Since increases in blood pressure were seen following electrical stimulation and not following hNaCl injections, this study suggests that the dysreflexic response may be related to stimulation of non-nociceptive afferents. For example, while painful mechanical stimuli can trigger AD,2 it may be that this is caused by coactivation of larger diameter mechano-sensitive afferents rather than nociceptive afferents. Again, since hNaCl specifically activates group III and IV afferents,17 perhaps the modest decreases in skin blood flow following intramuscular injections may be related to excitation of large diameter myelinated fibres during the bolus injection phase, rather than nociceptive.

It has been suggested that the location of trigger stimuli and time after SCI may also be critical factors for an episode of AD to occur. Animal studies have found that noxious and innocuous stimulation of somatic segments projecting to caudal lumbar segments had the potential to decrease ongoing renal sympathetic nerve activity in acutely injured rats; however, this relationship appeared to diminish as the spinal injury progressed from acute to chronic.18 However, no such relationship was evident in our study with chronic SCI subjects (>15 years post injury); some showing increases in blood pressure and some showing decreases in blood pressure in response to skin and muscle nociception (Figure 3). Again, while all subjects showed increases in blood pressure following electrical stimulation of the abdominal wall, we found no significant relationship between peak blood pressure responses and time after injury. However, since the study by Krassioukov et al.18 used a different stimulus (mechanical pinching), a comparison between our trend findings and the previous study may not be applicable.

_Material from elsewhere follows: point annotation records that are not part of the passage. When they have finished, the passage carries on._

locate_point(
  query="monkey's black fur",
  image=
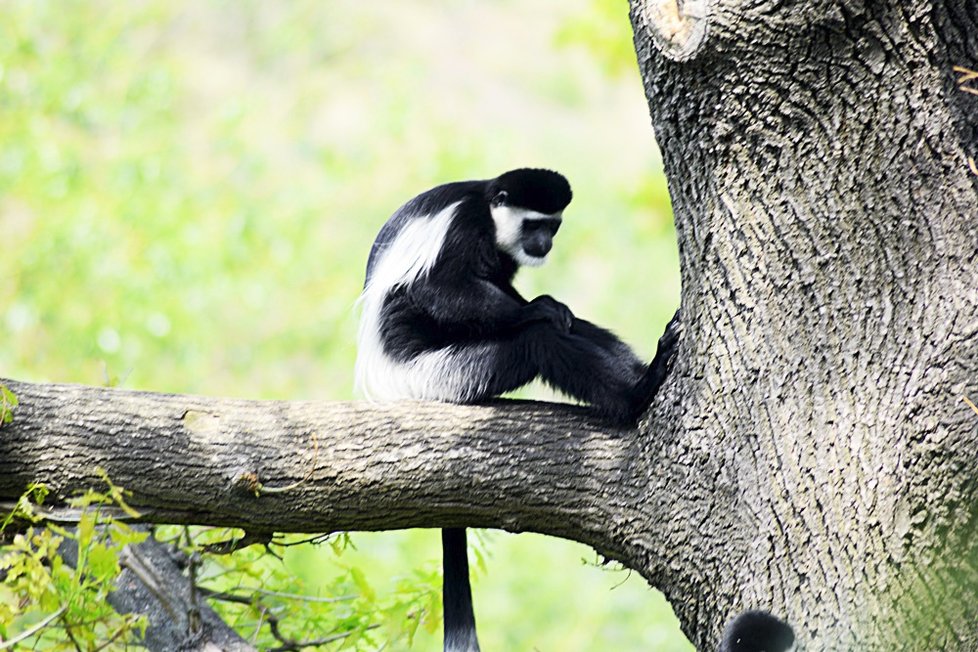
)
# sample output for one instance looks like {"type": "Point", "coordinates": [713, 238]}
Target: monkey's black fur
{"type": "Point", "coordinates": [757, 631]}
{"type": "Point", "coordinates": [445, 322]}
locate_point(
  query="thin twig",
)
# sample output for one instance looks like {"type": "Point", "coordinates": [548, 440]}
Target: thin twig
{"type": "Point", "coordinates": [26, 634]}
{"type": "Point", "coordinates": [237, 597]}
{"type": "Point", "coordinates": [298, 645]}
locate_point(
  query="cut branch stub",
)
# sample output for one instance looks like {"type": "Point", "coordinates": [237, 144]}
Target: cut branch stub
{"type": "Point", "coordinates": [678, 27]}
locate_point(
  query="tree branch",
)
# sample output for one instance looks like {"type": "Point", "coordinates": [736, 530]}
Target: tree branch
{"type": "Point", "coordinates": [313, 466]}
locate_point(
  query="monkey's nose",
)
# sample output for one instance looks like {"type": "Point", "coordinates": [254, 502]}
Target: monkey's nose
{"type": "Point", "coordinates": [538, 248]}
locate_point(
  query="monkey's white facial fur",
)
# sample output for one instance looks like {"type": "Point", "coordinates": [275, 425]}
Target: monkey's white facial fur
{"type": "Point", "coordinates": [509, 231]}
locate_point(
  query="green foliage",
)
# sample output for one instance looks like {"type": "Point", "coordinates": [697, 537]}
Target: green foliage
{"type": "Point", "coordinates": [7, 404]}
{"type": "Point", "coordinates": [46, 603]}
{"type": "Point", "coordinates": [603, 28]}
{"type": "Point", "coordinates": [345, 608]}
{"type": "Point", "coordinates": [188, 191]}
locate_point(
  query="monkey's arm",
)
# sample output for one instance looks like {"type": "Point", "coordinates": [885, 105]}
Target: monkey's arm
{"type": "Point", "coordinates": [481, 308]}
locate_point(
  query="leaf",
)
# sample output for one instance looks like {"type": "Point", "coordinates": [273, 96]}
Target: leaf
{"type": "Point", "coordinates": [7, 404]}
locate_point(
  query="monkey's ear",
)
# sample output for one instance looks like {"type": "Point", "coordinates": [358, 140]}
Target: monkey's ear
{"type": "Point", "coordinates": [500, 198]}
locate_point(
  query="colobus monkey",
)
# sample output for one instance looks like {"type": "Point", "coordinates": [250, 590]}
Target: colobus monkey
{"type": "Point", "coordinates": [757, 631]}
{"type": "Point", "coordinates": [441, 320]}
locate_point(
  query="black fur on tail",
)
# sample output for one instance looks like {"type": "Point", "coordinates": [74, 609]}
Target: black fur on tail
{"type": "Point", "coordinates": [457, 594]}
{"type": "Point", "coordinates": [757, 631]}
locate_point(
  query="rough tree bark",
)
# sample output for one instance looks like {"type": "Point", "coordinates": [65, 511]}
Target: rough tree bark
{"type": "Point", "coordinates": [824, 462]}
{"type": "Point", "coordinates": [810, 453]}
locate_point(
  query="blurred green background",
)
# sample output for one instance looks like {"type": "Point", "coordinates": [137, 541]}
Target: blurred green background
{"type": "Point", "coordinates": [188, 191]}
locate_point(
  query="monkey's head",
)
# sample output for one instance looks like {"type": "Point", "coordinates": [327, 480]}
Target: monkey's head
{"type": "Point", "coordinates": [526, 206]}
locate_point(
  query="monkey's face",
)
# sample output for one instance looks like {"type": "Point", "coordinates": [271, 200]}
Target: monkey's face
{"type": "Point", "coordinates": [524, 234]}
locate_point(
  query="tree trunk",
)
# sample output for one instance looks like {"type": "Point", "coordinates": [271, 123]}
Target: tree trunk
{"type": "Point", "coordinates": [824, 464]}
{"type": "Point", "coordinates": [809, 454]}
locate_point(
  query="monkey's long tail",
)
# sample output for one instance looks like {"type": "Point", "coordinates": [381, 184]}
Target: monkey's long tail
{"type": "Point", "coordinates": [457, 594]}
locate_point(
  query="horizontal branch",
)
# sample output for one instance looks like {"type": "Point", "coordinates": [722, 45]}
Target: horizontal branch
{"type": "Point", "coordinates": [326, 466]}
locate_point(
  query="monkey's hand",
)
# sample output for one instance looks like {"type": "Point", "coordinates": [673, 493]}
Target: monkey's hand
{"type": "Point", "coordinates": [546, 308]}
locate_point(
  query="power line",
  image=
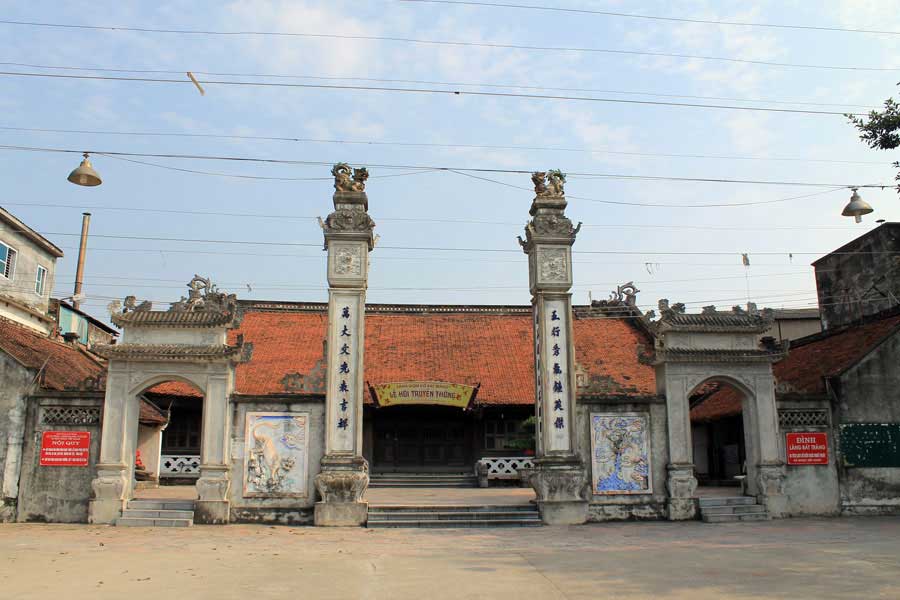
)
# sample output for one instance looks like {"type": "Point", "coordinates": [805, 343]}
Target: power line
{"type": "Point", "coordinates": [432, 145]}
{"type": "Point", "coordinates": [253, 177]}
{"type": "Point", "coordinates": [433, 82]}
{"type": "Point", "coordinates": [835, 186]}
{"type": "Point", "coordinates": [372, 88]}
{"type": "Point", "coordinates": [83, 207]}
{"type": "Point", "coordinates": [460, 249]}
{"type": "Point", "coordinates": [418, 41]}
{"type": "Point", "coordinates": [608, 13]}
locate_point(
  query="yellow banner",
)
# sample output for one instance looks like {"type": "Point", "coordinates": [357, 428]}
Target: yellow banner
{"type": "Point", "coordinates": [433, 393]}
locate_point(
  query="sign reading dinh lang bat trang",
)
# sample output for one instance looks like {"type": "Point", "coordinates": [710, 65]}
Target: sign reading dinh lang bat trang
{"type": "Point", "coordinates": [433, 393]}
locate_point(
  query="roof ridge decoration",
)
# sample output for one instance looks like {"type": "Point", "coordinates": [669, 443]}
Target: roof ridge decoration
{"type": "Point", "coordinates": [674, 318]}
{"type": "Point", "coordinates": [350, 202]}
{"type": "Point", "coordinates": [204, 306]}
{"type": "Point", "coordinates": [548, 209]}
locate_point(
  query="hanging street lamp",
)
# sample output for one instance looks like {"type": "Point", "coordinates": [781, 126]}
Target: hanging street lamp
{"type": "Point", "coordinates": [85, 174]}
{"type": "Point", "coordinates": [857, 207]}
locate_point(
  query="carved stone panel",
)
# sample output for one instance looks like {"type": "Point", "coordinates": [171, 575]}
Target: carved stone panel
{"type": "Point", "coordinates": [620, 453]}
{"type": "Point", "coordinates": [276, 455]}
{"type": "Point", "coordinates": [347, 261]}
{"type": "Point", "coordinates": [553, 266]}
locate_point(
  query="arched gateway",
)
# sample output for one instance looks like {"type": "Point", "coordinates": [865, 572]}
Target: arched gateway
{"type": "Point", "coordinates": [187, 343]}
{"type": "Point", "coordinates": [695, 349]}
{"type": "Point", "coordinates": [605, 443]}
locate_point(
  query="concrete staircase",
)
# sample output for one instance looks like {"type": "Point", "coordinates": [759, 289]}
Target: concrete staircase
{"type": "Point", "coordinates": [732, 509]}
{"type": "Point", "coordinates": [421, 480]}
{"type": "Point", "coordinates": [157, 513]}
{"type": "Point", "coordinates": [453, 516]}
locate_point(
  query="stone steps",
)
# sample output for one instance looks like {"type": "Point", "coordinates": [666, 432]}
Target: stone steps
{"type": "Point", "coordinates": [419, 480]}
{"type": "Point", "coordinates": [733, 509]}
{"type": "Point", "coordinates": [157, 513]}
{"type": "Point", "coordinates": [453, 516]}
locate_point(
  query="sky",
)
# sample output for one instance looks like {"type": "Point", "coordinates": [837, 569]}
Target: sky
{"type": "Point", "coordinates": [473, 217]}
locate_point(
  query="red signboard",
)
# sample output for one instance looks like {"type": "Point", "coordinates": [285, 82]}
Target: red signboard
{"type": "Point", "coordinates": [65, 448]}
{"type": "Point", "coordinates": [807, 448]}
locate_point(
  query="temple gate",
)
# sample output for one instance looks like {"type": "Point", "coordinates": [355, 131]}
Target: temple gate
{"type": "Point", "coordinates": [188, 343]}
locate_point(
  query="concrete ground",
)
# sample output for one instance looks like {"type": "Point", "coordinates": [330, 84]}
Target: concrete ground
{"type": "Point", "coordinates": [496, 496]}
{"type": "Point", "coordinates": [796, 558]}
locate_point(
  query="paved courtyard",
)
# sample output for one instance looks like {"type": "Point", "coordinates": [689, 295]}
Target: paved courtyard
{"type": "Point", "coordinates": [798, 558]}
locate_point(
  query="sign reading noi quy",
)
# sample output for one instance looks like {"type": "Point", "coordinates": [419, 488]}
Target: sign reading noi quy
{"type": "Point", "coordinates": [433, 393]}
{"type": "Point", "coordinates": [65, 448]}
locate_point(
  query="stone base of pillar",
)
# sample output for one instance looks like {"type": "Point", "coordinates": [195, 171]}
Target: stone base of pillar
{"type": "Point", "coordinates": [341, 485]}
{"type": "Point", "coordinates": [770, 483]}
{"type": "Point", "coordinates": [559, 487]}
{"type": "Point", "coordinates": [681, 485]}
{"type": "Point", "coordinates": [109, 494]}
{"type": "Point", "coordinates": [213, 506]}
{"type": "Point", "coordinates": [341, 514]}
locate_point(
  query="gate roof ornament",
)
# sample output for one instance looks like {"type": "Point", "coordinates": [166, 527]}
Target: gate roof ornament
{"type": "Point", "coordinates": [733, 336]}
{"type": "Point", "coordinates": [204, 306]}
{"type": "Point", "coordinates": [549, 221]}
{"type": "Point", "coordinates": [674, 318]}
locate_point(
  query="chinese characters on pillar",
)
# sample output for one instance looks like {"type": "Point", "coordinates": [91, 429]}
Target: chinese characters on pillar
{"type": "Point", "coordinates": [343, 364]}
{"type": "Point", "coordinates": [556, 361]}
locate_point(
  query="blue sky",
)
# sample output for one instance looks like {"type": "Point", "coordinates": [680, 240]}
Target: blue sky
{"type": "Point", "coordinates": [618, 136]}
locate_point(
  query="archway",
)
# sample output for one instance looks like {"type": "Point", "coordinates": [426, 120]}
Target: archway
{"type": "Point", "coordinates": [719, 437]}
{"type": "Point", "coordinates": [188, 343]}
{"type": "Point", "coordinates": [171, 455]}
{"type": "Point", "coordinates": [719, 347]}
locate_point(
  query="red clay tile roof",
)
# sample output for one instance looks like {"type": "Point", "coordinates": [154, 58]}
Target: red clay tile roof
{"type": "Point", "coordinates": [726, 401]}
{"type": "Point", "coordinates": [174, 388]}
{"type": "Point", "coordinates": [66, 366]}
{"type": "Point", "coordinates": [462, 346]}
{"type": "Point", "coordinates": [150, 415]}
{"type": "Point", "coordinates": [808, 363]}
{"type": "Point", "coordinates": [828, 354]}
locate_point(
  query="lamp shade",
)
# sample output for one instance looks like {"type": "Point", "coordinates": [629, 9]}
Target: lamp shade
{"type": "Point", "coordinates": [85, 174]}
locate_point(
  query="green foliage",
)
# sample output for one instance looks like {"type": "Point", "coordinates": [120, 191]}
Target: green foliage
{"type": "Point", "coordinates": [881, 130]}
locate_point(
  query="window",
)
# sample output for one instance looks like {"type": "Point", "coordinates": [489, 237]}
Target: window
{"type": "Point", "coordinates": [7, 261]}
{"type": "Point", "coordinates": [40, 280]}
{"type": "Point", "coordinates": [501, 435]}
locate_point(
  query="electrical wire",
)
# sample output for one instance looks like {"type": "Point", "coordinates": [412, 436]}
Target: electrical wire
{"type": "Point", "coordinates": [433, 82]}
{"type": "Point", "coordinates": [469, 170]}
{"type": "Point", "coordinates": [203, 213]}
{"type": "Point", "coordinates": [372, 88]}
{"type": "Point", "coordinates": [608, 13]}
{"type": "Point", "coordinates": [452, 43]}
{"type": "Point", "coordinates": [437, 145]}
{"type": "Point", "coordinates": [461, 249]}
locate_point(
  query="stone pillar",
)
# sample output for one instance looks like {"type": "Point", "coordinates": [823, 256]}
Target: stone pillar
{"type": "Point", "coordinates": [12, 466]}
{"type": "Point", "coordinates": [112, 485]}
{"type": "Point", "coordinates": [213, 506]}
{"type": "Point", "coordinates": [348, 240]}
{"type": "Point", "coordinates": [770, 471]}
{"type": "Point", "coordinates": [559, 476]}
{"type": "Point", "coordinates": [680, 481]}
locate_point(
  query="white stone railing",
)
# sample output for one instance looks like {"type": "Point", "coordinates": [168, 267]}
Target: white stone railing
{"type": "Point", "coordinates": [179, 465]}
{"type": "Point", "coordinates": [506, 467]}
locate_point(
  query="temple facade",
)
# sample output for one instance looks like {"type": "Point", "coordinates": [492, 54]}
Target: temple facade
{"type": "Point", "coordinates": [288, 412]}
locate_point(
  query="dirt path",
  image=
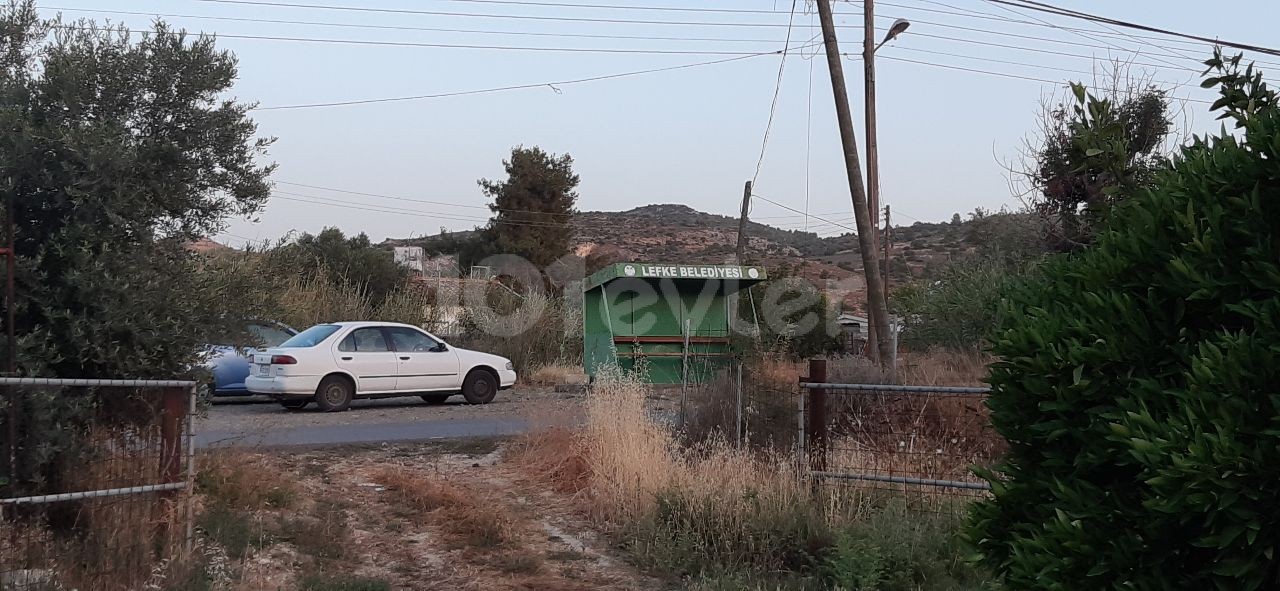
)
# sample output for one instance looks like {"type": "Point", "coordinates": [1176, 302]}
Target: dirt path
{"type": "Point", "coordinates": [414, 517]}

The use of a definition similar to: ‘…any stimulus that might cause pain in a person without SCI is capable of triggering AD’ does not adequately address the diverse range of stimuli (including non-noxious stimuli) that can cause AD. We suggest that a more useful and accurate definition of AD trigger stimuli should reflect the following: …the AD reaction has the potential to be ‘provoked by peripheral afferent (noxious and non-noxious) stimulation below the lesion level reaching the isolated spinal cord.’1

Limitations

The nociceptive stimuli used in our study were confined to skeletal muscle and skin over a limb below lesion. However, since hNaCl causes pain in able-bodied subjects irrespective of where it is injected, while possible, it is unlikely that hNaCl injections delivered at different dermatomal levels would produce differing effects.18

Conclusions

Selective nociceptive stimulation of skin and muscle overlying tibialis anterior in spinal cord-injured subjects did not cause an exaggerated sympathetic response indicative of autonomic dysreflexia, despite these same stimuli causing strong sensations of pain in able-bodied subjects. This study suggests that not all noxious stimuli may be reliable triggers of AD. To assume that any stimulus that might cause pain in a person without SCI is capable of triggering AD, may allow one to overlook underlying non-noxious trigger factors. When deducing potential trigger stimuli for autonomic dysreflexia, we reaffirm the evidence in the literature and strongly encourage investigators to also consider non-noxious stimuli as potential causes.